After a 59% return in 2020 and a 60% return in 2021, a 67% decline year to date clearly wasn't the type of performance that Bitcoin (BTC -3.19%) investors were expecting in 2022.

But as legendary investor Peter Lynch once stated, "The key to making money in stocks is to not get scared out of them." While Lynch was talking about the stock market at a time before cryptocurrency came along, his advice is equally prescient for crypto investors today. Many investors have sold their crypto holdings, including Bitcoin, during the current crypto winter, but for every seller there is a buyer, and their Bitcoin was purchased by long-term investors who have conviction in Bitcoin's future.

Rising interest rates and the end of monetary easing are the key culprits behind Bitcoin's pullback. However, the future may look a lot more like 2021 than 2022 for Bitcoin based on a number of recent developments. Here are three reasons why the year ahead could look a lot better for the top digital asset.

Artistic representation of a hand holding Bitcoin.

Image source: Getty Images.

1. The institutions are coming... 

First and foremost, more institutional investors are investing in Bitcoin as they come to view cryptocurrency as a legitimate asset class, with Bitcoin as the biggest (with a market cap of $300 billion) and most accessible. 

According to the annual Fidelity Digital Assets survey conducted by financial giant Fidelity management, 58% of institutional investors surveyed bought cryptocurrency in the first half of 2022. Furthermore, 74% of those surveyed said they planned to invest in cryptocurrency at some point in the future. This was no small sample size either, as Fidelity surveyed 1,052 institutional money managers across North America, Europe, and Asia. These institutional investors have much more buying power than the average retail investor, and their increasing presence in the market could theoretically drive the price of Bitcoin higher.

Illustrating this increasing demand from large investors, Bank of New York Mellon (BK 0.27%), the U.S. oldest bank and the largest custodial bank in the world, said that it would start offering custodial services for Bitcoin due to high demand from clients. BlackRock (BLK -0.10%), the world's largest asset manager, said it would work with crypto exchange Coinbase (COIN -0.39%) to offer its Aladdin trading platform to clients who also held Bitcoin on Coinbase.

2. ...And so are blue chip companies  

At the same time, Bitcoin usage is heating up among major tech companies and financial firms. For years, Bitcoin critics have tried to invalidate its worthiness as an investment by saying that it didn't have many use cases.

That is starting to change, and quickly.
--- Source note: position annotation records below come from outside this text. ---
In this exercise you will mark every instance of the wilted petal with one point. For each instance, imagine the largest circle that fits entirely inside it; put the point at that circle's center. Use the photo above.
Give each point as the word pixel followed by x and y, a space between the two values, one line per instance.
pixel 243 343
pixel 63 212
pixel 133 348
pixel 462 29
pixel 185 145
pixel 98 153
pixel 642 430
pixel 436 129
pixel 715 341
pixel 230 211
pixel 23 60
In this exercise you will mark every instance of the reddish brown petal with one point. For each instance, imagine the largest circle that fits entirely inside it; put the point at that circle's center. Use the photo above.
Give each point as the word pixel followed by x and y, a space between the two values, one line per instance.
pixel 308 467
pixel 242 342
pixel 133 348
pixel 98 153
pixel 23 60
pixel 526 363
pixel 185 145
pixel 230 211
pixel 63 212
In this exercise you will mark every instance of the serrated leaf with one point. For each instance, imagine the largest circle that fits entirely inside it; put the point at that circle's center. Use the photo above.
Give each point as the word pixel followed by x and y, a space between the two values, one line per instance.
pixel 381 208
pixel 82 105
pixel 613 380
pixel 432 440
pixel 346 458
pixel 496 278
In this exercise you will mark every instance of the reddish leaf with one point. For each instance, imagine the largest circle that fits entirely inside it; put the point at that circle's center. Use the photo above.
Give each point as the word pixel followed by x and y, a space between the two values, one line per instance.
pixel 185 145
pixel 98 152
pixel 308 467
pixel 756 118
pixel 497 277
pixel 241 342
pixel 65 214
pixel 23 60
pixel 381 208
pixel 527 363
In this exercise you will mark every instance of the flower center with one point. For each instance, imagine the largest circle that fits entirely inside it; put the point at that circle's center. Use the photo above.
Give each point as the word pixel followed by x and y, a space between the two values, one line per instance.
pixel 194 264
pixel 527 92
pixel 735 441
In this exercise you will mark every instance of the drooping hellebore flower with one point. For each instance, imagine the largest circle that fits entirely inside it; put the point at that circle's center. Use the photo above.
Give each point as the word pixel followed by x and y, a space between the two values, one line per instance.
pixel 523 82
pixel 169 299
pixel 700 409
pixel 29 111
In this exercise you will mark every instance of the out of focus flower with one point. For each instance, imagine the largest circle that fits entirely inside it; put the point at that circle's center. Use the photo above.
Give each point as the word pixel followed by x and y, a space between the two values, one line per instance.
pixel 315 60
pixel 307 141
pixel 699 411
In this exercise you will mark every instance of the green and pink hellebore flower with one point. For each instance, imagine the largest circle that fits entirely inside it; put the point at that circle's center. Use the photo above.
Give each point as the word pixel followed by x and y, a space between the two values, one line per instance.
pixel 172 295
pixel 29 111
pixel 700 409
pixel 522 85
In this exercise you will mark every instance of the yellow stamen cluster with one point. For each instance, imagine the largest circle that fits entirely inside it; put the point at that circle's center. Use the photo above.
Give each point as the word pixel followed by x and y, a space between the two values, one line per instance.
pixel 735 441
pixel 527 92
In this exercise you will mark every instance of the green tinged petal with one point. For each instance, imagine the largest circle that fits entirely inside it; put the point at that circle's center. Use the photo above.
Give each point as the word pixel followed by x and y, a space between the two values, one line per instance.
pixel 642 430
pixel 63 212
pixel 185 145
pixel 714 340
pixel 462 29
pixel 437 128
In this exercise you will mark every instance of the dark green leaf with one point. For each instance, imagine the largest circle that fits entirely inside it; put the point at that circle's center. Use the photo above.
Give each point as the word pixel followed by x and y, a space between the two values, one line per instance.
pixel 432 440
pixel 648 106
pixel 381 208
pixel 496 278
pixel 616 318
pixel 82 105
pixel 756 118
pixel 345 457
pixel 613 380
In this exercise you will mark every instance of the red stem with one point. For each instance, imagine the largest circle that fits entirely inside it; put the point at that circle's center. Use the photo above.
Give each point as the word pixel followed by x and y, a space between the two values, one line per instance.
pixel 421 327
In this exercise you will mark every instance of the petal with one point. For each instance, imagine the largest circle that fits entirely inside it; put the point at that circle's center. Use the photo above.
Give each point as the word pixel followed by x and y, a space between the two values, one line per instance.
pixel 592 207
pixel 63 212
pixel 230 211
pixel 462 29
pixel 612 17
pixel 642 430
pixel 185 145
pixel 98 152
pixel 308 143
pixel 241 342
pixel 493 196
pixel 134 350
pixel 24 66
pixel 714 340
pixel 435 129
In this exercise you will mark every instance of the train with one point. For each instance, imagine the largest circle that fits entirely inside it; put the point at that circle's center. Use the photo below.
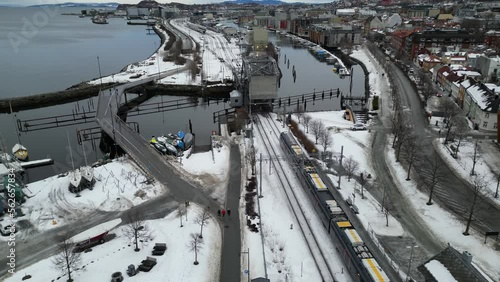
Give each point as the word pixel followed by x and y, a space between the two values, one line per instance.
pixel 358 259
pixel 197 28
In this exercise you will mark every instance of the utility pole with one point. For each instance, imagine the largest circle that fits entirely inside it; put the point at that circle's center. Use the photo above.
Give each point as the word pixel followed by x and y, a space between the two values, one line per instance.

Google parent Alphabet (GOOG 0.71%) (GOOGL 0.69%) recently said that it would let customers pay for Google Cloud using Bitcoin as well as several other cryptocurrencies, while Mastercard (MA 0.53%) announced plans to work with crypto firm Paxos to help traditional banks offer crypto trading and investing on their platforms.

3. The Fed easing of rate hikes could propel Bitcoin

The Federal Reserve began aggressively hiking interest rates in 2022 in an effort to combat inflation, with results that have yet to be determined. One thing that the rate hikes did manage to do was crash many speculative, long-duration assets like Bitcoin and tech stocks. After raising interest rates from 0.25% to 0.5% in March to 3.75 to 4% with a series of sharp rate hikes, many market observers think that the Fed will have to eventually slow these rate hikes at some point in the near future. If the Fed takes its foot off the gas and allows rates to stabilize, that should make investors feel more comfortable with getting back into assets like Bitcoin. 
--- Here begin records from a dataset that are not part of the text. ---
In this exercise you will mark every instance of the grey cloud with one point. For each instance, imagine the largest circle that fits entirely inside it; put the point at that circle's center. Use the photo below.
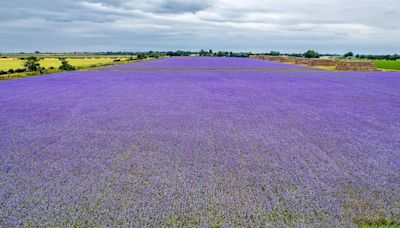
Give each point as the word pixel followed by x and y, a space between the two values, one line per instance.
pixel 257 25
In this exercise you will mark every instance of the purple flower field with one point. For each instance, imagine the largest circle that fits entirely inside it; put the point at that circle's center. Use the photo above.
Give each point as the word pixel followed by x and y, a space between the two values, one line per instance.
pixel 191 148
pixel 207 63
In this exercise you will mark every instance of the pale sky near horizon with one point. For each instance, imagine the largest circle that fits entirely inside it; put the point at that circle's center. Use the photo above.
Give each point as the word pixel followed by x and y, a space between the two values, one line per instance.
pixel 329 26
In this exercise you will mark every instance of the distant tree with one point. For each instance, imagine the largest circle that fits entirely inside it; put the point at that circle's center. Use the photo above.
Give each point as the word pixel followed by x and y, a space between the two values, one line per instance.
pixel 65 65
pixel 141 56
pixel 203 53
pixel 32 64
pixel 274 53
pixel 348 54
pixel 311 54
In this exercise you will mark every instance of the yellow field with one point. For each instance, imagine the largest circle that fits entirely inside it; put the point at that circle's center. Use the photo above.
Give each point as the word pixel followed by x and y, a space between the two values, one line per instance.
pixel 13 63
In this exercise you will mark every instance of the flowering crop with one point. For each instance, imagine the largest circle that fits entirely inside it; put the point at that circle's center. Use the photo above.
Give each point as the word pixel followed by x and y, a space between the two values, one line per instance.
pixel 182 148
pixel 208 63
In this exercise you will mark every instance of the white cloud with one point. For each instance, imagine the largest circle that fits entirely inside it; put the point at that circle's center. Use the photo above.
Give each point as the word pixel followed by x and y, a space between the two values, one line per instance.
pixel 257 25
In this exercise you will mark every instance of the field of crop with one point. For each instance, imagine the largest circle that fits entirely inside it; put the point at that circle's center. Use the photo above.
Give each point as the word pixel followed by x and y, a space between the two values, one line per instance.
pixel 384 64
pixel 201 142
pixel 15 63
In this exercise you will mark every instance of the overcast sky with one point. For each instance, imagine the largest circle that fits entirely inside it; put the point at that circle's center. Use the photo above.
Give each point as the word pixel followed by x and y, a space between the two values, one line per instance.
pixel 329 26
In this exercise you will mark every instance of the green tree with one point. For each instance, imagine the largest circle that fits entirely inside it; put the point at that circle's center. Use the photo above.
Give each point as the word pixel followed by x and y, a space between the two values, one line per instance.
pixel 348 54
pixel 311 54
pixel 65 65
pixel 32 64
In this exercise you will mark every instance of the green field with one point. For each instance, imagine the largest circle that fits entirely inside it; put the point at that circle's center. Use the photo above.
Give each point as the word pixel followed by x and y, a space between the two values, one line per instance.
pixel 385 64
pixel 15 63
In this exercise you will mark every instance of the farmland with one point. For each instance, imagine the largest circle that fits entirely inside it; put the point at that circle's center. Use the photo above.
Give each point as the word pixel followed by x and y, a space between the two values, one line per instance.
pixel 15 63
pixel 201 142
pixel 385 64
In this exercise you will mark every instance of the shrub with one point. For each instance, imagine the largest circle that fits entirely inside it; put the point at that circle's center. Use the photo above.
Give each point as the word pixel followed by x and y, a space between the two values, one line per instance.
pixel 65 65
pixel 32 64
pixel 20 70
pixel 311 54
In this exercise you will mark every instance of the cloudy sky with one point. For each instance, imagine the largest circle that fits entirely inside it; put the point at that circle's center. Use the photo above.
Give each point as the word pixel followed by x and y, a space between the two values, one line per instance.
pixel 334 26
Skate to where the puck is going

At the end of the day, 2022 has been a painful year for Bitcoin investors. However, as an early-stage asset class that is still largely a speculative investment at this time, its value has held up better than might have been expected, given the turmoil that traditional financial markets fell into. Looking ahead, 2023 looks poised to be a big year for Bitcoin. At the very least, it should be a lot better than 2022, thanks to increased investment from large institutional investors, growing use by global technology and financial firms, and a more accommodating monetary environment from the Fed. Bitcoin is still a risky investment, but I think that all investors can benefit from having a small allocation toward Bitcoin in their portfolios.